# Bucks' losing streak reaches 10



## Badger36 (Nov 11, 2013)

http://www.jsonline.com/sports/bucks/bucks-losing-streak-reaches-10-games-b99152099z1-233708391.html


> The losing streak just keeps growing ... and growing.
> 
> This time the Bucks were not blown out the way they were against Charlotte and Detroit.
> 
> ...


----------



## Bubbles (Nov 12, 2005)

And the Bucks keep rolling.


----------



## ChrisWoj (May 17, 2005)

Andrew Wiggins in Milwaukee, basically Canada? haha


----------



## Basel (Mar 31, 2005)

This Thanksgiving, Bucks fans are thankful for their team losing.


----------



## Kreutz35 (Dec 23, 2011)

ChrisWoj said:


> Andrew Wiggins in Milwaukee, basically Canada? haha


The question is, are we Riggin' for Wiggins or are we Sorry for Jabari?


----------



## Bubbles (Nov 12, 2005)

Tough call.

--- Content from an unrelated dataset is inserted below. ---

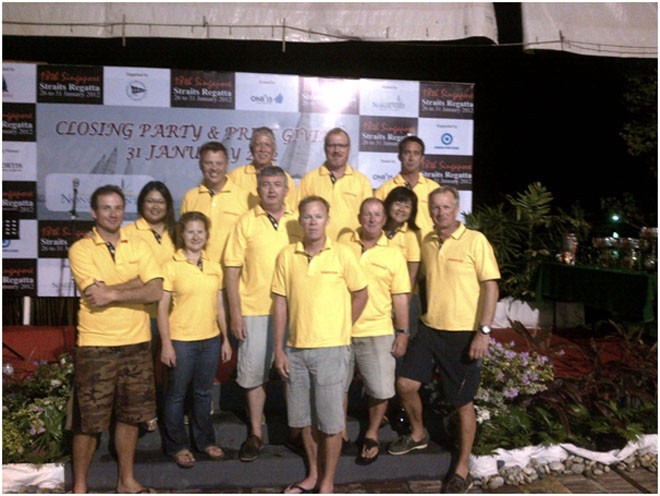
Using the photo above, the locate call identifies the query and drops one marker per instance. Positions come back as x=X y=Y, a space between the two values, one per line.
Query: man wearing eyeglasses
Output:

I would be thankful for either one.


----------



## ChrisWoj (May 17, 2005)

kreutz35 said:


> The question is, are we Riggin' for Wiggins or are we Sorry for Jabari?


You'd be happy with either, but Wig is more of a fit with his love of the great white north.


----------



## roux (Jun 20, 2006)

I just want a top 4 pick.. Thats all i care about at this point


----------